Pescherecci sotto accusa. La propaganda di Israele.

Gaza – Infopal. Il ministero palestinese dell’Agricoltura di Gaza oggi ha respinto le affermazioni del governo israeliano, secondo cui ieri mattina dei palestinesi avrebbero tentato di attaccare una nave da guerra israeliana usando un peschereccio carico di esplosivo.

Il ministero ha comunicato che il resoconto degli avvenimenti fornito dallo Stato sionista è “una bugia architettata per intensificare le aggressioni contro i pescatori”, ovvero, “un modo per giustificare atti di pirateria e distruzione”. Secondo alcuni testimoni oculari, infatti, la barca non avrebbe trasportato con sé dell’esplosivo, e sarebbe saltata in aria dopo essere stata cannoneggiata da una nave d'Israele.

Il capo di Stato Maggiore israeliano Gabi Ashkenazi, riguardo agli eventi di ieri, ha invece confermato la prima versione: “Il peschereccio identificato dalle navi della Marina israeliana nascondeva centinaia di chilogrammi d’esplosivo. Riteniamo che si sia trattato di un tentativo di attacco alle navi israeliane: un attacco fortunatamente senza successo, grazie ai soldati che hanno correttamente adempiuto agli ordini ricevuti”.

Secondo il ministero dell’Agricoltura della Striscia, la Marina israeliana ha intensificato le aggressioni contro le attività ittiche di questa stagione, oltre ad aver recentemente arrestato decine di pescatori nel tentativo di reclutarli come collaboratori. A causa di questo blocco navale, i proventi di questo settore dell’economia di Gaza sono crollati.

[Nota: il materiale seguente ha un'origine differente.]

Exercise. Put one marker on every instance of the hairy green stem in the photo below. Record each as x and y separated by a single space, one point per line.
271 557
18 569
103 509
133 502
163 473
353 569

Ecco la notizia com’era stata comunicata ieri dal quotidiano israeliano Haaretz, subito dopo l’accaduto.

Un peschereccio imbottito di esplosivo è saltato in aria in prossimità di una nave della Marina israeliana, vicino alla costa della Striscia di Gaza.

Lo scoppio non ha provocato feriti.
Alcuni testimoni a Gaza hanno riferito di aver udito una “forte esplosione” provenire dal mare, ma di non aver capito immediatamente quale ne fosse la causa.